Been testing the RPi 7.0.3 kernel after reading about it’s improvements and am impressed with the memory improvements. Things load better than 6.12 or 6.18 here on my pi4. I can’t test with the pi5 as it died a while back.
Here are the kernel packages for the RPi’s I built if anyone wants to test. I built them from RPi’s 7.0.y tree using their default defconfig’s and added in arch-arm’s modules they add. They are built on my x86 because I can do it in 10 minutes instead of hours on my pi4. One caveat of doing this is if one builds any out of kernel modules they want work because they need to be built with the same toolchain as the kernel. Hardly any one does this though but I am also including the PKGBUILD’s if someone has the need to build their own with the local toolchain for the out of tree modules.
Thanks for testing on your pi5. Here a new kernel with my attempt to merge the files in the dkms git into the kernel build source tree. I went with my best guess on some unknowns due to not having a pi5 to test on. Probably should temporary disable the dkms trying to build to test the intree module.

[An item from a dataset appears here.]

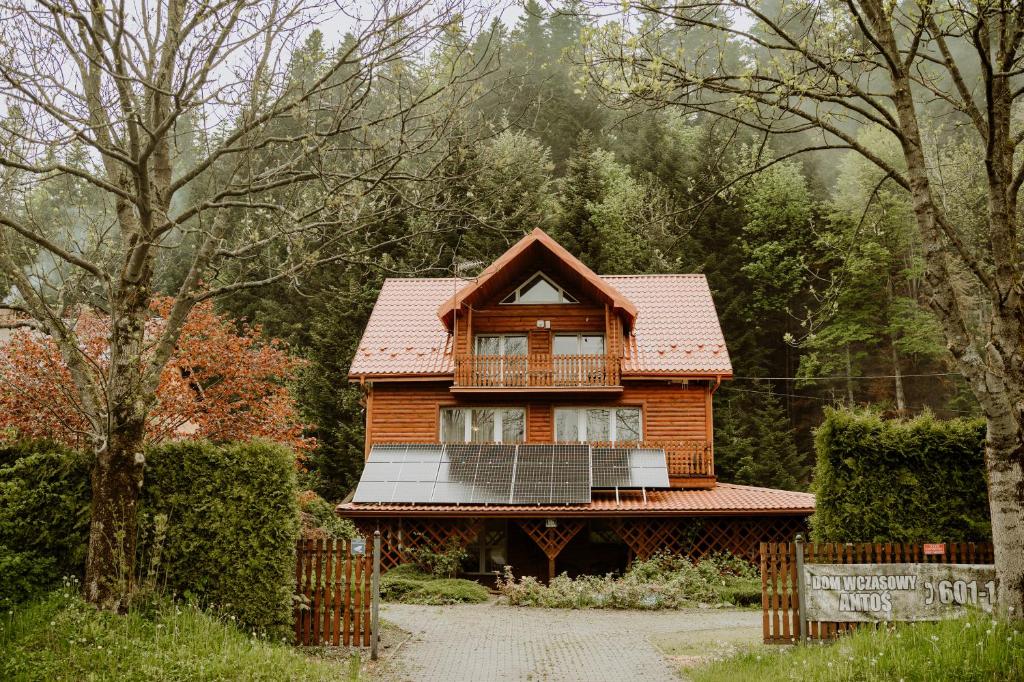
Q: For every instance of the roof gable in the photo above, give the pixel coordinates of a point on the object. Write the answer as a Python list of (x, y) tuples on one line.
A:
[(535, 252), (677, 332)]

[ray@rpi Desktop]$ modinfo ./oneUpPower.ko.xz
filename: /home/ray/Desktop/./oneUpPower.ko.xz
license: GPL
author: Jeff Curless jeff@thecurlesses.com
description: Power supply driver for Argon40 1UP
alias: of:NTCargon40,oneup-batteryC*
alias: of:NTCargon40,oneup-battery
alias: i2c:oneup-battery
depends:
intree: Y
name: oneUpPower
vermagic: 7.0.3-1-rpi-16k SMP preempt mod_unload aarch64
parm: soc_shutdown:Shutdown system when the battery state of charge is lower than this value. (soc_shutdown)
You should also have the newly built /boot/overlays/argon-oneup-battery.dtbo after the new kernel is installed.
No clue. My gut feeling is to ignore it. In the past with code changes with ENVAL errors they just remove the code to evaluate. I do not see that on my pi4.
I am very happy with it also after several days of testing. RPi stopped supporting 6.12 and arch-arm only does 6.18 for the pi’s which I do not care for. I do not have access to any repo anymore so I will continue to put it in my googledrive folder each time RPi updates their kernel tree. I have a patch that adds the battery support to the kernel tree before it compiles so it will always be there as long as it will patch and compile. At some point that guy my have to upgrade his battery git as kernels progress if the patch stops working.
Look each week for kernel upgrades in that folder. Rpi usually upgrades their tree right after kernel.org does.